Physical Examination:

  • normal blood pressure, (systolic BP < 140 mm Hg, diastolic < 90 mm Hg).

Laboratory Studies:

  • white blood cell, platelet counts, and TSH between 90% of the lower limit and 110% of the upper limit of the reference range,
  • prolactin below 110% of the upper limit of the reference range with the exception of participants with hyperprolactinemia who by definition will have elevated levels of prolactin.
  • hemoglobin
    1. women: no less than 0.5 gm/dL below the lower limit of the reference range for normal women,
    2. men:
    3. on adequate testosterone replacement therapy: normal male reference range, testosterone replacement therapy: no lower than 0.5 gm/dL below the lower limit of the reference range for normal women (> 11.5 gm/dL in our laboratory), as men with hypogonadism off treatment have low serum testosterone levels which causes hemoglobin concentrations to fall to the female range,
  • BUN, creatinine, AST, ALT not elevated,
  • for women, negative serum hCG pregnancy test at the time of screening (additional urine pregnancy test will be conducted prior to drug administration).

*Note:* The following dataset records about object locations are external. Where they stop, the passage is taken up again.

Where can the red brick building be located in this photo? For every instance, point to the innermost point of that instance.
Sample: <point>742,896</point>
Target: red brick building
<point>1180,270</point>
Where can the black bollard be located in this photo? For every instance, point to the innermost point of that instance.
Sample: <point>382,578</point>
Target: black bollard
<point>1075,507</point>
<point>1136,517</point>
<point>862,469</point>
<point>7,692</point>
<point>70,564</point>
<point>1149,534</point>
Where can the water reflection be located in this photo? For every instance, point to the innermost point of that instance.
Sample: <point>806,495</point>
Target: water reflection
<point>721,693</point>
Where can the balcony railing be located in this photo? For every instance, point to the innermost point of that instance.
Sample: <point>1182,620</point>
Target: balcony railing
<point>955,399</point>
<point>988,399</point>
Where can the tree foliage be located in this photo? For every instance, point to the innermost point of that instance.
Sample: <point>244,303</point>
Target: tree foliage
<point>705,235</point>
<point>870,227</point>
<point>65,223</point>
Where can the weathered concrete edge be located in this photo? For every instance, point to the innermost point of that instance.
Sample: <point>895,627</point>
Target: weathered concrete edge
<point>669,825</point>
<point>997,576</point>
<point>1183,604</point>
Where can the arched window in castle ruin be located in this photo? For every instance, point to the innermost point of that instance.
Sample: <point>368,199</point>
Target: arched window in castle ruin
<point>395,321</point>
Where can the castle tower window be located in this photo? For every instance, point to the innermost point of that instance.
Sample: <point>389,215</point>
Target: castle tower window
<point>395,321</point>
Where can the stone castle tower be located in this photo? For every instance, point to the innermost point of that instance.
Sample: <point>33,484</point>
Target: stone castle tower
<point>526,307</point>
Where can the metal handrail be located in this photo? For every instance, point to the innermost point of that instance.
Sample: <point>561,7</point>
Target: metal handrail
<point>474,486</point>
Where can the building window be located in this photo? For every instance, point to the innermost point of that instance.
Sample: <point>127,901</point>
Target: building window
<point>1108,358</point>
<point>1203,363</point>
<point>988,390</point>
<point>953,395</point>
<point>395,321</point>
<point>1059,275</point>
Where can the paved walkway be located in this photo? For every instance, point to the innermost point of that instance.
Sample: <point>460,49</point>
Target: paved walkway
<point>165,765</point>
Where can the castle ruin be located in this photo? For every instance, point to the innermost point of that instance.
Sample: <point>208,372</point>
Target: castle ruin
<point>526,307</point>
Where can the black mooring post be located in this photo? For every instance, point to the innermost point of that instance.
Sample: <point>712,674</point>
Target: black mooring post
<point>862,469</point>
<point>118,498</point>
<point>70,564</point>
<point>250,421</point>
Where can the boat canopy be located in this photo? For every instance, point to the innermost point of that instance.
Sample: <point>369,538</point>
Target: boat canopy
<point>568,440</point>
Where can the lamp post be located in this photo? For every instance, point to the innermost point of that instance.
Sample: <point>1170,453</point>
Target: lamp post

Additional criteria based on subject population:

  1. Men and women with hypogonadotropic hypogonadism: All subjects will have confirmed diagnosis by low sex steroids in the setting of low or inappropriately normal gonadotropins. If needed to verify clinical criteria, additional diagnostic labs and imaging tests may be performed including but not limited to ferritin, prolactin, sex steroids, FSH, LH and brain MRI.
  2. Women with Polycystic Ovarian Syndrome (PCOS): All subjects will have a confirmed diagnosis of PCOS as evidenced by 2 or more of the following: oligoamenorrhea, clinical or biochemical hyperandrogenism, and polycystic ovarian morphology, and exclusion of identifiable conditions that would result in this pattern. If needed to verify clinical criteria, additional diagnostic labs may be drawn including but not limited to 17-OHP, sex steroids, FSH, LH.
  3. Men and women with hyperprolactinemia: All subjects will have confirmed diagnosis by elevated levels of prolactin measured via blood test and MRI imaging confirming no pituitary abnormality or a microprolactinoma (<10 mm). Patients with a macroprolactinoma will be excluded. We will enroll subjects when they first present with hyperprolactinemia prior to receiving medication or subjects being treated with the dopamine agonist bromocriptine only. We will ask subjects being treated with bromocriptine to complete a washout period prior to the kisspeptin administration visit(s). The washout period will last at least 2 weeks. We will perform a blood test prior to the kisspeptin administration visit(s) to confirm elevated levels of prolactin.